Desert tortoises have not changed much over the past 200 million years. Like other tortoises, they depend on a domed shell for protection. While they are slow to grow to their adult size and live a long time (50 to 100 years in the expert care of wildlife specialists), desert tortoises are surprisingly quick on their feet!
A desert tortoise’s front legs are built like shovels, with long, sturdy nails that are good for digging. They create burrows or dens in the dirt to hide from predators and cool off from the hot sun. Desert tortoises spend about 95 percent of their life in a burrow. Other animals—like kangaroo rats, burrowing owls, and gopher snakes—also use tortoise dens for shelter.

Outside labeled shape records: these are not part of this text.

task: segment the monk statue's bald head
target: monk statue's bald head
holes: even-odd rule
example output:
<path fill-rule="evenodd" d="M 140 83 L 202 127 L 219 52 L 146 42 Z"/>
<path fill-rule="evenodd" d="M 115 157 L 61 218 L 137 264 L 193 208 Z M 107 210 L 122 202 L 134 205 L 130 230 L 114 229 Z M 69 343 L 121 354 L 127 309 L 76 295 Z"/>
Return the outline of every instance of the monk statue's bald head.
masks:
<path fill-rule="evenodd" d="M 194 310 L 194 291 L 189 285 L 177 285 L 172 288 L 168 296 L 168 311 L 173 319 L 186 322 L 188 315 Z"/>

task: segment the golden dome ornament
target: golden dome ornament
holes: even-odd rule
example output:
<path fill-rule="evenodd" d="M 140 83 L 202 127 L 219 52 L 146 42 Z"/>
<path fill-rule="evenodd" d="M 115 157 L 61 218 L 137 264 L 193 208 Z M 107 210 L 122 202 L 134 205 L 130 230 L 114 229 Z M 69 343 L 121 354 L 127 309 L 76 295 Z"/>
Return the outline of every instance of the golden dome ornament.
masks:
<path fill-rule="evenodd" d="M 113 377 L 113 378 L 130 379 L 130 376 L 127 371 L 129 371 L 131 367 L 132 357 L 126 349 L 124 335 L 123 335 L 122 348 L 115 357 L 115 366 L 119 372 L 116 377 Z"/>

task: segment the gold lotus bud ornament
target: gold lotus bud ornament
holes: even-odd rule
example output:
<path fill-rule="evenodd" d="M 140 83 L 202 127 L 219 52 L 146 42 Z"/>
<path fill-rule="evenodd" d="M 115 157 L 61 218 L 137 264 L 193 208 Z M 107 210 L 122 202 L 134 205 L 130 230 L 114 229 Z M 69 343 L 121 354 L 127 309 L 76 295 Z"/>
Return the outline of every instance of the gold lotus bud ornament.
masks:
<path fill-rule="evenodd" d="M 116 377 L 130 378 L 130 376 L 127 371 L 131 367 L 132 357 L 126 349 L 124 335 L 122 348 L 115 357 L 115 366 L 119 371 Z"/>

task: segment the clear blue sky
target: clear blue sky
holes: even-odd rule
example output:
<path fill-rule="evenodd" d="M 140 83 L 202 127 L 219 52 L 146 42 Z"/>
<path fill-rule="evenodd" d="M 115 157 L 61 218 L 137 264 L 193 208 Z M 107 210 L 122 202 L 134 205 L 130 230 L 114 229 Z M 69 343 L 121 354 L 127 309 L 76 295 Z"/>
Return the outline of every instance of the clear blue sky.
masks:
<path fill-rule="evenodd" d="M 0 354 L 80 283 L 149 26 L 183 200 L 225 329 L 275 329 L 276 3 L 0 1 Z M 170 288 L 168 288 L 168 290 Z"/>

Desert tortoises are a keystone species. This means that they play an important role in their hot and dry ecosystem. When they eat cacti, flowers, and other plants, the seeds from their meals spread across the desert as they poop. This helps native plants and grasses grow, providing more food and shelter for other animals.
A little help
Desert tortoises are a vital part of the southwestern ecosystem, but they need our help. These amazing reptiles are threatened by habitat loss and disease. To study and protect desert tortoises, San Diego Zoo Wildlife Alliance scientists use technology to track and monitor their locations and body condition over time—critical knowledge that will help guide our conservation efforts.